动态乙醇胁迫条件下酿酒酵母细胞的极化改变一直被视作细胞被动承受乙醇抑制的结果，而且形态变化会进一步导致细胞活性丧失。但前期实验通过对RHO1基因突变株的性状分析发现伸长细胞的比率与其乙醇耐受性存在正相关，而且Rho亚家族小GTP水解酶(Rho GTPase)在主动响应乙醇胁迫、协调细胞形态重构方面起到关键作用。. 本项目依据Rho GTPase信号调节特点，将突变靶点扩展到其激活与抑制调节蛋白，拟采取易错PCR方法构建随机突变文库并筛选乙醇耐受性与发酵性能同时提高的突变体，测定其在不同程度动态乙醇胁迫下的表型数据并进行转录组和蛋白组分析；整合表形、转录、翻译多水平信息，初步揭示Rho GTPase重塑细胞形态提高酿酒酵母乙醇耐受性的调控机制，从细胞形态变化这一新的角度来研究酿酒酵母乙醇耐受机理，并引入了中心调节因子Rho GTPase作为耐受性全局改造新靶点。

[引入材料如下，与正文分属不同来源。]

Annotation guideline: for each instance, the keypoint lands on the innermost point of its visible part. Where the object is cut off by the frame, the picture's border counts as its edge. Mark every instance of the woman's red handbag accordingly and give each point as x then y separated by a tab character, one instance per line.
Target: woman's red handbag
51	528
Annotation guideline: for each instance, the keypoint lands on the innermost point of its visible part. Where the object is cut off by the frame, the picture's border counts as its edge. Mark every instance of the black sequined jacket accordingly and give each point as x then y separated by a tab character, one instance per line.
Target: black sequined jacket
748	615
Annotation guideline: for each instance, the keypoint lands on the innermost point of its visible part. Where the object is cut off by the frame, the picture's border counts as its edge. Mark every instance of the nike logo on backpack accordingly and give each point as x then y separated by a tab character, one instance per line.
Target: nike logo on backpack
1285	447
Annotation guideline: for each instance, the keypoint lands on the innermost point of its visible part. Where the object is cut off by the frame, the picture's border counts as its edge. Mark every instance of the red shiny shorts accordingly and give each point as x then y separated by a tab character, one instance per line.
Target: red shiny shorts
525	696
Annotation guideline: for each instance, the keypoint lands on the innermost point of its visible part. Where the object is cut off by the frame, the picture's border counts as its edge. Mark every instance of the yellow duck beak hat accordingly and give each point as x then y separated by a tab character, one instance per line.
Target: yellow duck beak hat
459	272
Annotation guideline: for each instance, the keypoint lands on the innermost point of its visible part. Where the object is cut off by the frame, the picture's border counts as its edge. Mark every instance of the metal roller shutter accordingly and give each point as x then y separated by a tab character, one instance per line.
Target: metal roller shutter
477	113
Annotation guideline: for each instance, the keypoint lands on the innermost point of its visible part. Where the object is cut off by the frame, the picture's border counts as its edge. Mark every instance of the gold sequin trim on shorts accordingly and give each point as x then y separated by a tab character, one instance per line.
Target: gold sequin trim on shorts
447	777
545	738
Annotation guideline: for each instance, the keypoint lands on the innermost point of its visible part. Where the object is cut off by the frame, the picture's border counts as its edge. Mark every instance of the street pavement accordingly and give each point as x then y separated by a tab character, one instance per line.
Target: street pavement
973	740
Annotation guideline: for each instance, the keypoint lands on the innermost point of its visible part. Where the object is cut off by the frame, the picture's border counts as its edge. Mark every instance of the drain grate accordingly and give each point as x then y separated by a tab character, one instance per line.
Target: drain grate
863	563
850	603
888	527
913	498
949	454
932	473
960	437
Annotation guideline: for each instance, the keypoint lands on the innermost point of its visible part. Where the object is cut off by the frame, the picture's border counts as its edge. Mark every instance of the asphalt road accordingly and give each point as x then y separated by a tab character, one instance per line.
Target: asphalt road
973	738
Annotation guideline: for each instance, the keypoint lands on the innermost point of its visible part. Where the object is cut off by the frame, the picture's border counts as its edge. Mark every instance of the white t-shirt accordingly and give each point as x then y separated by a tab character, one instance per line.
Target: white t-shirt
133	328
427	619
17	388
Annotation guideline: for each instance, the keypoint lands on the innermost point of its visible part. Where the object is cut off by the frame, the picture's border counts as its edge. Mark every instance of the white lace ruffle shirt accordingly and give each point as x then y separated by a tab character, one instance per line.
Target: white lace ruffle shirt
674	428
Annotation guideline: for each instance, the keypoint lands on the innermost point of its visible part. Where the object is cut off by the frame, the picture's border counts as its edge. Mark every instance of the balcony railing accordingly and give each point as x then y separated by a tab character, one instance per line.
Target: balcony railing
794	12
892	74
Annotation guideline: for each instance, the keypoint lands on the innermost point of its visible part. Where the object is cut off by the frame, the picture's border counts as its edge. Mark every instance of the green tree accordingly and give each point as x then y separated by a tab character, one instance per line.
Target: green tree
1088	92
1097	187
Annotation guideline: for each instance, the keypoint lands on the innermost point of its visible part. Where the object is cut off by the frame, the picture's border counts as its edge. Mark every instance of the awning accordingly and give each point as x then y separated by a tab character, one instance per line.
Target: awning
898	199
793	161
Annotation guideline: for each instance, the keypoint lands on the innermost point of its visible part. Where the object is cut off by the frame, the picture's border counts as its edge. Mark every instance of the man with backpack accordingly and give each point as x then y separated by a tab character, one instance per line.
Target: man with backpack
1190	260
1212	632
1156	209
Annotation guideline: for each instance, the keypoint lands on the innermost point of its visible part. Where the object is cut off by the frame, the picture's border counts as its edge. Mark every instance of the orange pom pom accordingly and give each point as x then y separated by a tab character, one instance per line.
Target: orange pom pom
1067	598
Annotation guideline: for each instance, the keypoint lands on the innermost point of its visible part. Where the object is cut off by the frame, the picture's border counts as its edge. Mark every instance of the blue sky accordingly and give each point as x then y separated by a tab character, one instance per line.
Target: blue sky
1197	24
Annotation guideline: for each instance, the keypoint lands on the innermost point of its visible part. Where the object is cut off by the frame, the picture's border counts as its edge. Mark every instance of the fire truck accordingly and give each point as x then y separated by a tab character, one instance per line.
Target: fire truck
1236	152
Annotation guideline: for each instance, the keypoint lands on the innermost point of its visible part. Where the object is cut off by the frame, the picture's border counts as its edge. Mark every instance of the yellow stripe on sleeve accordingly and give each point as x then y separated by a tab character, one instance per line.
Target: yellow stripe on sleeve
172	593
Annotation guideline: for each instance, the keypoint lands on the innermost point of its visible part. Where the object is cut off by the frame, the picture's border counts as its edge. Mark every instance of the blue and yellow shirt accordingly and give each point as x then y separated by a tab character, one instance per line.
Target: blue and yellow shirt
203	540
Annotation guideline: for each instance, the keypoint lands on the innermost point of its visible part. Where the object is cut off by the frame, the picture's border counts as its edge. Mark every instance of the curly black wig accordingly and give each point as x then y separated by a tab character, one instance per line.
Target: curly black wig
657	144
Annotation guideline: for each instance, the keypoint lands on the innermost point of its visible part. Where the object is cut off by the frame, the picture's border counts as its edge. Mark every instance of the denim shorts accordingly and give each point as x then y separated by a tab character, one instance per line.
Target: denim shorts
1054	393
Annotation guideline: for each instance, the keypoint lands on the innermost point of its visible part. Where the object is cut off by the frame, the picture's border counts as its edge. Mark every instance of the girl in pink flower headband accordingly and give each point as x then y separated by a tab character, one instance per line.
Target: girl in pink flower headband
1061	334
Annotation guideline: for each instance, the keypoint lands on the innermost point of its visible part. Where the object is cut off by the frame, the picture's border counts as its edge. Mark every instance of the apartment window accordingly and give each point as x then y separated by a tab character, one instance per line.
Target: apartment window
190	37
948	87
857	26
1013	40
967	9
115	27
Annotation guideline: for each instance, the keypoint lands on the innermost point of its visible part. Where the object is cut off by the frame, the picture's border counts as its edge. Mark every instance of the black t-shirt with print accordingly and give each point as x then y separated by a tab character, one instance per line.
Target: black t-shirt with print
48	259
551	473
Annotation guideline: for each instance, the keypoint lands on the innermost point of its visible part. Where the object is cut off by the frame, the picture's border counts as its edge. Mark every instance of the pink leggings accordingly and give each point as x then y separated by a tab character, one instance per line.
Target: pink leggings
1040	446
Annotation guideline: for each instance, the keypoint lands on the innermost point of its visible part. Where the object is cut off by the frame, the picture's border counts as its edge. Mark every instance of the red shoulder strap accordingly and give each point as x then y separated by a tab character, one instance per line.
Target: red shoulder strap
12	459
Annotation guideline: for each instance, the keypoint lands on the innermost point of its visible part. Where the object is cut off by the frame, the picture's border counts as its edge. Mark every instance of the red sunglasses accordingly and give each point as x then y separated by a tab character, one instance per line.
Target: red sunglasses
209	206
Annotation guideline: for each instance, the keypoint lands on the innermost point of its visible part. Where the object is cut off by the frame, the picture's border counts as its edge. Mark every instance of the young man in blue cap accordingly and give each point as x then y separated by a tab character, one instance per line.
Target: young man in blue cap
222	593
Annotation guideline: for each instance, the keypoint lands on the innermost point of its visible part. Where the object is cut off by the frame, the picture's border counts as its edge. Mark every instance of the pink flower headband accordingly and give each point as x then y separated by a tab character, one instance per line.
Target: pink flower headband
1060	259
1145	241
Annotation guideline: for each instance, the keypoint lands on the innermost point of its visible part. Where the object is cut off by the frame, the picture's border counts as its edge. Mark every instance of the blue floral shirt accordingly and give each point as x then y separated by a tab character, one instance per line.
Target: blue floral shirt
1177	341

本项目选定了RHO1等6个Rho GTPase功能相关靶点，对启动子-结构基因单元进行易错PCR扩增，连接至改造了抗性和启动子的游离载体pYES 2或整合载体HO-2构建文库转化酿酒酵母S288c，初筛和复筛获得27株乙醇耐受性提高的突变株，并综合考察菌株对乙酸、糠醛、氧化胁迫的耐受性、发酵性能等筛选到过表达突变RHO1序列的M5菌株，在300 g/L起始葡萄糖的超高浓度乙醇发酵中，发酵终点乙醇滴度提高了21.7 g/L，发酵时间基本不变，生产强度提高超过20%，而单纯过表达正常的RHO1基因的阴性对照菌发酵曲线与空白对照类似，说明突变的RHO1引起了菌体代谢网络的总体改变。提取M5中的质粒转入工业酿酒酵母Sc4126和絮凝菌株SPSC01，均观察到工程菌发酵性能提高、综合耐受性的不同程度增强，说明此方法可以用于不同遗传背景的酿酒酵母。通过对10株基于RHO1的性能提高突变株的突变位点统计分析，揭示三个关键氨基酸位点。进行起始葡萄糖浓度在200g/L附近的重复批次发酵，发现第4批开始，突变体发酵时间开始短于出发菌株，承受了更大的乙醇变化率；突变体早期单级出芽、后期“葡萄状”形态较对照明显，且出现的批次早于对照；荧光素等染色统计表明突变株胞内氧化水平(ROS)低于对照，液泡更早、更高比例出现分割现象。取第4批、第9批的批次发酵对数生长后期细胞进行转录组分析发现重复批次过程中Rho1功能相关的GAP基因出现不同程度的上调现象，依赖Pkc1-MAPK的CWI途径和TORC1相关途径强化，Bni1等肌动蛋白功能相关基因上调，参与细胞壁的beta-1,3/6-葡聚糖合成相关酶基因显著上调；对M5经过过夜对数生长、和/或短时间乙醇冲击取样后进行另一组转录组分析，发现M5即使在普通对数生长期即也与对照出现了数百个基因表达差异，乙醇冲击下M5与对照基因表达差异数超过2500个，与批次发酵转录数据相似，差异基因发生在糖酵解、TCA循环、脂代谢（包括甾醇代谢）、嘧啶和嘌呤代谢等途径。代谢物分析发现批次发酵过程中M5的能荷水平高于对照组。此研究提供了一种新型构建综合性能提高的工业酿酒酵母工程菌的方法，为揭示乙醇耐受性机理提供新的视角。